Theresa May est fermement opposé à l'idée d'un second référendum qui constituerait selon elle "une trahison grave" du choix des Britanniques. Quant au Parti travailliste, principale formation d'opposition, il n'a pas officiellement rejeté cette éventualité mais ce n'est pas sa ligne officielle.

Même les partisans d'un second référendum doivent encore s'entendre, notamment sur la formulation de la question à poser.

"Sur quoi porterait un second référendum ? Ce n'est pas clair du tout", souligne Sara Hobolt, professeure de sciences politiques à la London School of Economics.

Le Royaume-Uni doit quitter l'Union européenne le 29 mars 2019, deux ans et neuf mois après le référendum sur le Brexit qui avait vu le camp favorable à la sortie l'emporter par 52% des voix.

Sara Hobolt affirme, sur la base de plusieurs sondages, que la proportion s'est inversée depuis, et que 52% de la population soutiendrait aujourd'hui le maintien dans l'UE. Elle constate aussi une "nette augmentation du soutien populaire" en faveur d'un second référendum. 

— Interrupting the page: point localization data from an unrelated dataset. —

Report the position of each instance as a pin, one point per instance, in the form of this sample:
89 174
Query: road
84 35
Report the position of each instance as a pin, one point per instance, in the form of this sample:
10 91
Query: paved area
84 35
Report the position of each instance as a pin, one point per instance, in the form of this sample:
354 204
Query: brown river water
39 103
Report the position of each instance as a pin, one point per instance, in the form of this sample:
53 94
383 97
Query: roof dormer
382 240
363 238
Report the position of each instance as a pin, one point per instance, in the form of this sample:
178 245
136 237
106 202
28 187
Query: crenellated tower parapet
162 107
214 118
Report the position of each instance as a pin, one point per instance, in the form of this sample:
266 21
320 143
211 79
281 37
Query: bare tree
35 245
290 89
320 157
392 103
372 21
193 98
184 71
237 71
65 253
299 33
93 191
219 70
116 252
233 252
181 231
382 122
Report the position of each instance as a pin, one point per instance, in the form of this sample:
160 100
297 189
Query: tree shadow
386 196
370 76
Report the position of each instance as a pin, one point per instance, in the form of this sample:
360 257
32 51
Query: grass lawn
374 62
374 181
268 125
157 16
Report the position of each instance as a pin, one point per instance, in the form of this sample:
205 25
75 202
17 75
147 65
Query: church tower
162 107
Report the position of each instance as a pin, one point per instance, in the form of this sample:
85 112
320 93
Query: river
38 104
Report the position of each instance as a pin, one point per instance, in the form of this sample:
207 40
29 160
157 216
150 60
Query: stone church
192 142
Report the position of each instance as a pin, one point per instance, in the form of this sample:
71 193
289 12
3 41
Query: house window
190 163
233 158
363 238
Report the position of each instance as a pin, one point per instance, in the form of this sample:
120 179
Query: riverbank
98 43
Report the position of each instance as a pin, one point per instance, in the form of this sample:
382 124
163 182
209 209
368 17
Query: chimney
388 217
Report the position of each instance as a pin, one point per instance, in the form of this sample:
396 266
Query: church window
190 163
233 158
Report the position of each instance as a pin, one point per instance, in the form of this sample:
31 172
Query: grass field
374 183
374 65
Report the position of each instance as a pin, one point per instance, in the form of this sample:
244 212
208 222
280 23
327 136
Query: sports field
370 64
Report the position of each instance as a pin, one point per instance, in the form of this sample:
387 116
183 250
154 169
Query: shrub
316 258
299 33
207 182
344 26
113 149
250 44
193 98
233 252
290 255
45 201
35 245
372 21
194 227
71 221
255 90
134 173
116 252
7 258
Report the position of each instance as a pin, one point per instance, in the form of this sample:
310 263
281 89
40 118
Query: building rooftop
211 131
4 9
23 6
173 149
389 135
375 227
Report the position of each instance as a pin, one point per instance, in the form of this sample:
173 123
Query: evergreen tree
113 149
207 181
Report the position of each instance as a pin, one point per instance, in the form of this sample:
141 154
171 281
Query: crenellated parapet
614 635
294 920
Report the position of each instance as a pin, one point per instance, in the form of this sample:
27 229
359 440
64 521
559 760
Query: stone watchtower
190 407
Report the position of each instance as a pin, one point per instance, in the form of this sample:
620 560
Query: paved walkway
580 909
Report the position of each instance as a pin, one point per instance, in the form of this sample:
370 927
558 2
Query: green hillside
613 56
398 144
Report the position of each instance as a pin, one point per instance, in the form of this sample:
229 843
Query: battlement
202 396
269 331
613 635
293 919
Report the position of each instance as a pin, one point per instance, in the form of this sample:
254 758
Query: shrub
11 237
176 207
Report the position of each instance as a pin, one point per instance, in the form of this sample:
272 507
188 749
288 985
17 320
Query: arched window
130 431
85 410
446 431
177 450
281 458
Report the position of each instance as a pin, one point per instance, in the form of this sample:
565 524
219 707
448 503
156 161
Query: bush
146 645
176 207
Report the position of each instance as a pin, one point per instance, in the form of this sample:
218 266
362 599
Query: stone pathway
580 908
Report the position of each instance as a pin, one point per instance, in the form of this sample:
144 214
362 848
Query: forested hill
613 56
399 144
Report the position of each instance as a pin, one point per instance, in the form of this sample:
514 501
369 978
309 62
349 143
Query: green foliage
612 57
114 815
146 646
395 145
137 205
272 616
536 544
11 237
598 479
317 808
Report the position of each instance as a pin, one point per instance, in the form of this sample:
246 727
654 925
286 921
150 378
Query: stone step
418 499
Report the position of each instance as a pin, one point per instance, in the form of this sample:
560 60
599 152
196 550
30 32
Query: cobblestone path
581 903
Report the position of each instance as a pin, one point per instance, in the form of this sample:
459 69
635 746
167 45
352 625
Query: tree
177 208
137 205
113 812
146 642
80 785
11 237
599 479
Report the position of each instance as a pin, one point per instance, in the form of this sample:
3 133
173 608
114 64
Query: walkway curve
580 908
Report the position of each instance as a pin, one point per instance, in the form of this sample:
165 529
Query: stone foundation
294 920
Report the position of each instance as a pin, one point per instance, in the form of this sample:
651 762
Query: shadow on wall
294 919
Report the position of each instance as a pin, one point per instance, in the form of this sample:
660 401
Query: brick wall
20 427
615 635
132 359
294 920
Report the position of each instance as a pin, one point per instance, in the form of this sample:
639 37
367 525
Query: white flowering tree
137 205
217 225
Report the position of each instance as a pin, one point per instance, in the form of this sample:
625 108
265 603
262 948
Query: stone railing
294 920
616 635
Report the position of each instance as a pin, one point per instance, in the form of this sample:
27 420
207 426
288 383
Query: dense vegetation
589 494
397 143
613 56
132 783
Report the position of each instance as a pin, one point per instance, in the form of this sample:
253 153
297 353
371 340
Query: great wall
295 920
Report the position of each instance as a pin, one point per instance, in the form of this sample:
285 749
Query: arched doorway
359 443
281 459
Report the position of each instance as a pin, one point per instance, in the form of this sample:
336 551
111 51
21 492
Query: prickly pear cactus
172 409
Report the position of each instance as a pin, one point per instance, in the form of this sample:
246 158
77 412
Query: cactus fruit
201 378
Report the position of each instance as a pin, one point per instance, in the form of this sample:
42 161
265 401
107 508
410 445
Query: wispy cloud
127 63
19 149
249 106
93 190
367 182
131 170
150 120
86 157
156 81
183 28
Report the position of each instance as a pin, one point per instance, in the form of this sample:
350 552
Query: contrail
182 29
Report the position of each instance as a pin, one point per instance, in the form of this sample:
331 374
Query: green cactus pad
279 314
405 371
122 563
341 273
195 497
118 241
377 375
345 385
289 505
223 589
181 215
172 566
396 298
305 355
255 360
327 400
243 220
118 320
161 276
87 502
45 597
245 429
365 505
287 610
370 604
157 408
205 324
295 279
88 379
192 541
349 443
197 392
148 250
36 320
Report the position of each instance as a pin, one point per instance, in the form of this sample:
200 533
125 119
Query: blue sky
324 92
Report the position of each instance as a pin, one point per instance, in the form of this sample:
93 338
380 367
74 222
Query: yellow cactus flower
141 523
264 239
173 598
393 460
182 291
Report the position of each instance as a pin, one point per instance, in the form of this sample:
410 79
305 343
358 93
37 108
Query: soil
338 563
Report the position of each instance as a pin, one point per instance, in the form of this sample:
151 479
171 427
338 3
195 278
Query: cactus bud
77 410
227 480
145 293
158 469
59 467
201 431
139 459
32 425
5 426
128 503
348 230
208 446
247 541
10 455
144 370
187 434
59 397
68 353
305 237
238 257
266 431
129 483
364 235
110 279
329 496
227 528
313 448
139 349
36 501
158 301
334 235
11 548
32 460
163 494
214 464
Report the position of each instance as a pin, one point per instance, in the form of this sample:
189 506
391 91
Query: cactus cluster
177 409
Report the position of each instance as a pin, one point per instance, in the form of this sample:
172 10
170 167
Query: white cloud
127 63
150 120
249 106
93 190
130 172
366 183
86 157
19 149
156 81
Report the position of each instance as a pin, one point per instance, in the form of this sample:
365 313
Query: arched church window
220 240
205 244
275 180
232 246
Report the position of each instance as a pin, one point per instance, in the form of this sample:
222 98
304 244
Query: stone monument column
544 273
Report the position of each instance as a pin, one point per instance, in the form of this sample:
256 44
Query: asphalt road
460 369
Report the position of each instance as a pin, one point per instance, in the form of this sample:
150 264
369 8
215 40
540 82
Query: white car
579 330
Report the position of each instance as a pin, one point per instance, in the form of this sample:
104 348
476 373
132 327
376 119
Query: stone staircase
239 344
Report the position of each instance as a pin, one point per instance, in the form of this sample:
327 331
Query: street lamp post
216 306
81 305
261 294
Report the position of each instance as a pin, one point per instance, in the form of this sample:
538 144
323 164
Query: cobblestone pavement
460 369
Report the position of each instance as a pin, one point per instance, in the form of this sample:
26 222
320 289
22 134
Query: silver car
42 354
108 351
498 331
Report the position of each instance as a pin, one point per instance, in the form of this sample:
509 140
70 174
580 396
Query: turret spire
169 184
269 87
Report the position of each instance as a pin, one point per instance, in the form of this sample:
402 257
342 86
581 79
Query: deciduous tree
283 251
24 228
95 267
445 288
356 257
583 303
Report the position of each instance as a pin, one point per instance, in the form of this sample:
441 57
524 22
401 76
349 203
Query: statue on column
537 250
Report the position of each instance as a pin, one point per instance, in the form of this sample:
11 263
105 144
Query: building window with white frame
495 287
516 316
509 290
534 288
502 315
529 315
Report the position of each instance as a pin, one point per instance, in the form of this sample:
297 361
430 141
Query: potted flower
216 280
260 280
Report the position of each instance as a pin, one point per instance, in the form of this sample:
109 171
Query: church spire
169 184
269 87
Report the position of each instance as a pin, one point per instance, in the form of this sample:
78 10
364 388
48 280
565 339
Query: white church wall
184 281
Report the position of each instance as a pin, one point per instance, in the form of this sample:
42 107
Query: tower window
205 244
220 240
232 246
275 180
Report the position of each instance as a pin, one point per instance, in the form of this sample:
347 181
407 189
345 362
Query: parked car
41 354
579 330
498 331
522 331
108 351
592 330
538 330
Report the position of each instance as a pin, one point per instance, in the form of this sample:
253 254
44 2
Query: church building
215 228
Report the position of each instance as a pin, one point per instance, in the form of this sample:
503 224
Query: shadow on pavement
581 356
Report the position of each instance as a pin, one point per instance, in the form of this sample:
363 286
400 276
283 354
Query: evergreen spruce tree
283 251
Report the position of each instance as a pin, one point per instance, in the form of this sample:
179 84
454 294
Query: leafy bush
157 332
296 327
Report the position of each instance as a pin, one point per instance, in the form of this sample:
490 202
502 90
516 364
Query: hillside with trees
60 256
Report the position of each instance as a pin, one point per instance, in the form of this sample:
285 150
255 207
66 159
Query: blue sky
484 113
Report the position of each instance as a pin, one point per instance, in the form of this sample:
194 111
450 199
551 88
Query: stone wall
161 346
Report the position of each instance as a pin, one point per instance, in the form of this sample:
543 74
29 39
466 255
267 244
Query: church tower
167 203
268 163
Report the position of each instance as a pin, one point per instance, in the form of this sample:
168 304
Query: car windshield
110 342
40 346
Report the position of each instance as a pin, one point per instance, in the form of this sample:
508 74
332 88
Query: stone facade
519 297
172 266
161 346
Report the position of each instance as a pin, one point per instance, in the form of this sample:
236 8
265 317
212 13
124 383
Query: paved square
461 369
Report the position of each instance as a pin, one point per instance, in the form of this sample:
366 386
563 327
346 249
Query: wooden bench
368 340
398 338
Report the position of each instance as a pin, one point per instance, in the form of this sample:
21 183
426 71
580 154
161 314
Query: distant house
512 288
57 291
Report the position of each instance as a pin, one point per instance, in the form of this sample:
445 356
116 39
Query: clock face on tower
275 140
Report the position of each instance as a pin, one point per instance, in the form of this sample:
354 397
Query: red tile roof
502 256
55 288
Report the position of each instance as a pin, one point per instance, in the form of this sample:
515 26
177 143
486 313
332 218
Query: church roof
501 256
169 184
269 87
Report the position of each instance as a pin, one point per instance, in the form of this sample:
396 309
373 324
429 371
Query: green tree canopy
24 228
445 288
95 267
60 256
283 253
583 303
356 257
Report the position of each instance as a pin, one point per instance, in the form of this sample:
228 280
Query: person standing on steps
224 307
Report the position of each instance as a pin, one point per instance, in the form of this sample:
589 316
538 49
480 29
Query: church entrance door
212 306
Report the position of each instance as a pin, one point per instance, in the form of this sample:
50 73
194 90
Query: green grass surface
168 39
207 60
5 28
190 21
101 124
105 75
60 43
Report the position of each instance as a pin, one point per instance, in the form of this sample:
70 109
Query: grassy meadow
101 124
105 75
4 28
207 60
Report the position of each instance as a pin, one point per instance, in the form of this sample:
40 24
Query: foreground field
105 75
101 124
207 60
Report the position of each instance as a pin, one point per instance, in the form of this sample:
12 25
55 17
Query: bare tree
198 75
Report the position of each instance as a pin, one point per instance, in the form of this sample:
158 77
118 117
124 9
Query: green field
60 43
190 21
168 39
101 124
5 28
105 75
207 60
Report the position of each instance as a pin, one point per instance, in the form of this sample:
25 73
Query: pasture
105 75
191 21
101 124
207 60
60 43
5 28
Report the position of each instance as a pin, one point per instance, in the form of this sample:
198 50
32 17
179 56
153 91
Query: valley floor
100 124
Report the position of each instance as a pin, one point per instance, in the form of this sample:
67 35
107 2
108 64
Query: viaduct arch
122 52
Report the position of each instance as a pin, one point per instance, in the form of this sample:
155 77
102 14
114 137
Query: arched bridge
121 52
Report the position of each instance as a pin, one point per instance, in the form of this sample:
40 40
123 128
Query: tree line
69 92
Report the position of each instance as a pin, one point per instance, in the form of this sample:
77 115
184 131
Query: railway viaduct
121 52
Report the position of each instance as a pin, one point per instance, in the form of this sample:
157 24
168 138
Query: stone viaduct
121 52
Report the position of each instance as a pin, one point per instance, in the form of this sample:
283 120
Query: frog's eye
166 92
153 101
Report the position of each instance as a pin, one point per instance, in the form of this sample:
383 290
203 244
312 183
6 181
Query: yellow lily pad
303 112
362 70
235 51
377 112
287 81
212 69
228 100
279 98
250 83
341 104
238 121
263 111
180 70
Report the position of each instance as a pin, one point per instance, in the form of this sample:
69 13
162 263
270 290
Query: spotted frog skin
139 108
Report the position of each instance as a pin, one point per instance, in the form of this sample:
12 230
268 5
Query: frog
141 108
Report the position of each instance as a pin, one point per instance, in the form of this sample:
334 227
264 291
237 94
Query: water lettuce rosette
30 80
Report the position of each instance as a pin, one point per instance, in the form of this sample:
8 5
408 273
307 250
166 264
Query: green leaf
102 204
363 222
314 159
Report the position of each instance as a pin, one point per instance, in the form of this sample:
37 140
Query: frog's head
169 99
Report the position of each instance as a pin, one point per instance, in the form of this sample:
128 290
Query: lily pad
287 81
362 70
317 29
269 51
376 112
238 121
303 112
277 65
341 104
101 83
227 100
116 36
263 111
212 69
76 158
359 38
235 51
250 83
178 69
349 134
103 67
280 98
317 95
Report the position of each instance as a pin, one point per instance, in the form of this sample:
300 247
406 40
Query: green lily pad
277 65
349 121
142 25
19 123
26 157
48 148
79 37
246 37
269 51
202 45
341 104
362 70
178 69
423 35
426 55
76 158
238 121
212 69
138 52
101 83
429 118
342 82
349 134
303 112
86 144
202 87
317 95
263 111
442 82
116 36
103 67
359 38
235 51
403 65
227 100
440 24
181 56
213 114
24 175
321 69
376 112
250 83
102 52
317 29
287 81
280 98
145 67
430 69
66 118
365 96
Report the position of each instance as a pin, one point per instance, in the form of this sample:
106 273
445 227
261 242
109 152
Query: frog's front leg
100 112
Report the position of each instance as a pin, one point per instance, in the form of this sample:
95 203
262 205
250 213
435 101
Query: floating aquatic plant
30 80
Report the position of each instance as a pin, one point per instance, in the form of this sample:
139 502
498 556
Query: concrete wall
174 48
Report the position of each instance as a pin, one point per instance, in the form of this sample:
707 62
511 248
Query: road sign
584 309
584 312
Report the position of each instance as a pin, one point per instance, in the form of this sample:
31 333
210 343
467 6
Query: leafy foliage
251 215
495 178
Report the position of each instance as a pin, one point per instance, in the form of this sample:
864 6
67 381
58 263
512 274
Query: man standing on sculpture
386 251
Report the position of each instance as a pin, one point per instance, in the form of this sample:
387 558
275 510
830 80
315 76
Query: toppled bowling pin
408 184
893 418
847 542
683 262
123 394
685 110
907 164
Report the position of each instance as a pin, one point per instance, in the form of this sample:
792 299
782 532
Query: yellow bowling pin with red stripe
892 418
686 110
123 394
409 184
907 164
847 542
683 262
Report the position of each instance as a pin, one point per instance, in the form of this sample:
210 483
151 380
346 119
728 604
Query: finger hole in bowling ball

Mais sans le soutien des Conservateurs ou des Travaillistes, une nouvelle consultation est peu probable, juge-t-elle.  

- Retarder le Brexit ? -

Techniquement, certains analystes jugent qu'il est déjà trop tard pour organiser cette consultation et la faire ratifier par les parlements britannique et européen avant la date de sortie.

D'après une équipe de recherche en sciences politiques de l'University College de Londres, la seule date envisageable pour ce vote serait le 28 mars, soit la veille du Brexit.

"Pour organiser ce référendum, il faudrait sans doute étendre les délais prévus par l'article 50 (du Traité de Lisbonne sur la sortie de l'UE, ndlr), et retarder la date de sortie", expliquent les chercheurs.

Theo Butt Philip, 35 ans, un consultant en communication stratégique présent au congrès des Libéraux-démocrates, estime qu'ils ont tort: "s'il y a la volonté", il y a suffisamment de temps pour organiser un nouveau référendum, a-t-il dit à l'AFP. 

Principale force militant pour la tenue d'un nouveau référendum, le groupe "The People's Vote" inonde les médias de plusieurs communiqués quotidiens, argumentant à chaque difficulté dans le processus de sortie sur la nécessite d'organiser un nouveau vote.

Cinq mois après son lancement, cette campagne a pris de l'ampleur sans que l'hypothèse semble plus concrète.

Lundi, Gina Miller, une figure de la campagne anti-Brexit, a sonné l'alarme à la conférence des Lib-dem. "Ne vous méprenez pas, le temps presse", a-t-elle souligné.